Дул невыносимо холодный весенний ветер, под ногами расступалась жидкая грязь. Он закурил и пошел к метро. Навстречу бежали первокурсники, в руках у них были обернутые газетами трубки ватмана с заданиями по начерталке.

Глава одиннадцатая. Исключение

Страшное, произойдя, оказалось, как обычно, гораздо менее страшным, чем ожидалось.

Нина, конечно, расстроилась, но ненадолго, то, что происходило в ней самой, отвлекало ее почти полностью от внешних событий. Ее раздавшееся в скулах лицо почти все время сохраняло выражение, какое бывает у человека, прислушивающегося к слабым, идущим издалека звукам. Несмотря на то что он был против, позвонили в Одессу, тесть вроде бы пообещал связаться со знакомым полковником, который вроде бы служил в Москве не то в горвоенкомате, не то в управлении министерства, командующем военкоматами, и мог помочь с отсрочкой.
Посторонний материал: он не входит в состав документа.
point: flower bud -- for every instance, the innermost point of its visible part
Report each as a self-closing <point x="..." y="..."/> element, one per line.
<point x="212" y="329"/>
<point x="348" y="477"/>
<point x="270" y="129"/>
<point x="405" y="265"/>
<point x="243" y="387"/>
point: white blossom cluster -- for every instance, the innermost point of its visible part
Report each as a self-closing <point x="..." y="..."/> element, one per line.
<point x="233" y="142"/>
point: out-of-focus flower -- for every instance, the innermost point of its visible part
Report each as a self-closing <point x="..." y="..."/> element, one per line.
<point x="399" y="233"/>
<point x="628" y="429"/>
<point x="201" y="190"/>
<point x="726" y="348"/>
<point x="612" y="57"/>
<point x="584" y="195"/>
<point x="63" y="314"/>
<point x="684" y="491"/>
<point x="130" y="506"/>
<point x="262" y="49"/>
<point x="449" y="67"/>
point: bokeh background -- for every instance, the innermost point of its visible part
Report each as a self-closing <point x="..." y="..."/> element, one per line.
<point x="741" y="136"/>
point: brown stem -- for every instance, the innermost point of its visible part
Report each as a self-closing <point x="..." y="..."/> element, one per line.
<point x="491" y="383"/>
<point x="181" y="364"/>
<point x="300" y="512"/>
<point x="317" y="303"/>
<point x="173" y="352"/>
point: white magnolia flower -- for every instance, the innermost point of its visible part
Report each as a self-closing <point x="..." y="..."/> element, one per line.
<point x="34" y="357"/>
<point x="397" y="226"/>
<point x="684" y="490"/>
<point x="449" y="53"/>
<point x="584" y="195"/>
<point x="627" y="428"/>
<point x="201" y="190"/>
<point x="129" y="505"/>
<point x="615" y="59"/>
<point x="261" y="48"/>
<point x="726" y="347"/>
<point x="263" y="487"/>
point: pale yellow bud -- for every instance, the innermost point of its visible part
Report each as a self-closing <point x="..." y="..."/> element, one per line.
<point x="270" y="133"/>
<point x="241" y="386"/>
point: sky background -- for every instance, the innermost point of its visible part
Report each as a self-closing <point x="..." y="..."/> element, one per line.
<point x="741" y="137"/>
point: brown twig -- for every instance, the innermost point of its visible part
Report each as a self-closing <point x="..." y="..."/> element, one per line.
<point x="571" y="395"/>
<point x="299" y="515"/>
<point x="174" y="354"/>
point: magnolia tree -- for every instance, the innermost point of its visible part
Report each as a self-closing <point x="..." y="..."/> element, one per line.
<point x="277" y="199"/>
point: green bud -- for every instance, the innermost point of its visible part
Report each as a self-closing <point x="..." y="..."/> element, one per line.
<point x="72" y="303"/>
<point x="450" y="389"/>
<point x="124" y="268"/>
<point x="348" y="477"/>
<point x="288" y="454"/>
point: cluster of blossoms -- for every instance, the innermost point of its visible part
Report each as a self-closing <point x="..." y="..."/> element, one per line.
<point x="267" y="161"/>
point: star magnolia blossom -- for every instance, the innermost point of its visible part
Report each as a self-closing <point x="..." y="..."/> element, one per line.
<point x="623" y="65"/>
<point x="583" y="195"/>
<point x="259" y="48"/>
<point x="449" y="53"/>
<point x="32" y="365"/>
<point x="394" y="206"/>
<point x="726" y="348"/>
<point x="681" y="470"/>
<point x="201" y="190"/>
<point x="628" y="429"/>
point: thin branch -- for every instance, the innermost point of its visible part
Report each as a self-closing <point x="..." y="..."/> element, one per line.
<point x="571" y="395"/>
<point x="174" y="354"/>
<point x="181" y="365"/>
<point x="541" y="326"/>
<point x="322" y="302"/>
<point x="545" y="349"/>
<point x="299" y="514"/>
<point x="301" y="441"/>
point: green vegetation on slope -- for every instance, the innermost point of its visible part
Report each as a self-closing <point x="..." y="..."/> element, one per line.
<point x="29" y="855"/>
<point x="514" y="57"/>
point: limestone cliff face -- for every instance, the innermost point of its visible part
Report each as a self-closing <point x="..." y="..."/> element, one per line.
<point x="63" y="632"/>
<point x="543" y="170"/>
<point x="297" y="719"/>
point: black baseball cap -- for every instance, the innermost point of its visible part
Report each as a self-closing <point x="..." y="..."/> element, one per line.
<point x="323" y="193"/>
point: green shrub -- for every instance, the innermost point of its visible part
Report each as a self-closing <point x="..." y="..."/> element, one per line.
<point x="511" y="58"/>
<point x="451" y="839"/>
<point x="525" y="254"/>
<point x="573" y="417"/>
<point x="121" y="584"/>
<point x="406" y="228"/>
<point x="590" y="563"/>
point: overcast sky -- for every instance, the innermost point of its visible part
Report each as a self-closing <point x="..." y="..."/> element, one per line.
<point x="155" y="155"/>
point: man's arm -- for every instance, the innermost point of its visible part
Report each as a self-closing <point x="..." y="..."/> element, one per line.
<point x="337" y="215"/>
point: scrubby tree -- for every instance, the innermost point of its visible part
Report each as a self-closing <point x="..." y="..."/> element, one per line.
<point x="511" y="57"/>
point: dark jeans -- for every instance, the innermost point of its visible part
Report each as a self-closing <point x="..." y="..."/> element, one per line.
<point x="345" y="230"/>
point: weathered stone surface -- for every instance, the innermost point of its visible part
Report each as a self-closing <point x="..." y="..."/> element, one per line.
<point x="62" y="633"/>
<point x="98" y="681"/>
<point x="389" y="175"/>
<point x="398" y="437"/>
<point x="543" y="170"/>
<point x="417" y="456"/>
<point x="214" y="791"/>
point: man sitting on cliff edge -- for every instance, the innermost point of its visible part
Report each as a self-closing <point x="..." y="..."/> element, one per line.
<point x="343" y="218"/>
Главное — надо было избежать страшного весеннего дополнительного призыва, о котором ходили слухи, а к осени как-нибудь удастся восстановиться на курс младше, потому что кафедра наверняка поможет почти отличнику, а заодно что-нибудь решится и с комсомолом, в конце концов, кроме Глушко есть райком, и туда надо написать покаянное заявление прямо сейчас…

Ему не нравилось, что в дело вмешался Бурлаков, тесть с тещей давно не участвовали в его жизни, и уж теперь, в таком положении, он меньше всего хотел их участия. К тому же было понятно, что ничего не получится — даже если будет отсрочка, никто не решится восстанавливать в университете исключенного из комсомола по идейной причине. Надежда на райком, правда, могла быть: все-таки там не Ванька Глушко сидит, там поймут, что исключение дипломника — это чэпэ, оно ухудшает всю картину работы со студенческой молодежью. Но как писать заявление в райком и в чем каяться, он совершенно не представлял, а потому откладывал. Дни шли, ничего не происходило, райком стал расплываться, и даже университет как-то потускнел, уже представлялся прошлым. И Нина отвлеклась, будто забыла, что произошло, по утрам привычно кормила и приводила в порядок мать и уезжала в институт, потом в женскую консультацию, а вечером кое-как ужинала и валилась, засыпала мертвым сном — уставала.